Legalized Liquor

Better booze in California


Belly up to a trendy bar in San Francisco, and you're likely to be offered a cocktail featuring rosemary gin, lemongrass-saffron vodka, or some other fanciful infusion. And now, thanks to the recent repeal of a Prohibition-era law that forbade bartenders from engaging in such tasty tampering, those delicious drinks are finally legal. 

The law banning cocktails made with food-infused liquor, which was aimed at keeping adulterated spirits off the shelves, sat dormant on the books for decades. But last year the California Department of Alcoholic Beverage Control started warning bars that they could suffer fines for serving house-made bitters, tinctures, and other infusions. 

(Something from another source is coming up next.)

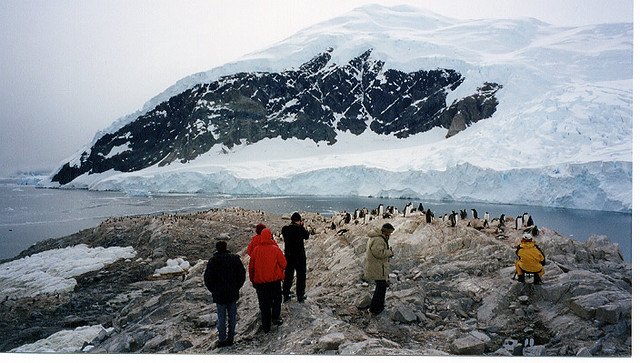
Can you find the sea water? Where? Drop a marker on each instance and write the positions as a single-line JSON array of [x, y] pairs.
[[29, 214]]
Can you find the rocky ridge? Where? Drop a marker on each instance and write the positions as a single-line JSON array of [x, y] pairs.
[[315, 101], [451, 292]]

Although state Sen. Mark Leno (D-San Francisco) isn't a cocktail connoisseur (he told The Sacramento Bee he prefers his vodka plain), when he heard about the warnings he decided that "for government to be interfering made no sense whatsoever." Leno's bill repealing the archaic law passed the state Senate and Assembly unanimously last year but then languished until a couple of bartenders chafing under the restrictions posted a petition at urging Gov. Jerry Brown to sign it. "To restrict a bartender's ability to infuse cacao nib into a bottle of bourbon for a specialty cocktail or craft a unique proprietary bitters or tincture to add value to their business and uniqueness to their guest's evening," the petition said, "is to restrict a bartender's ability to do their job as creatively and efficaciously as possible."

On September 21, Brown signed the bill into law, repealing the infusion ban. The bill even included an "urgency clause," making happy hour in California a little bit happier that very day.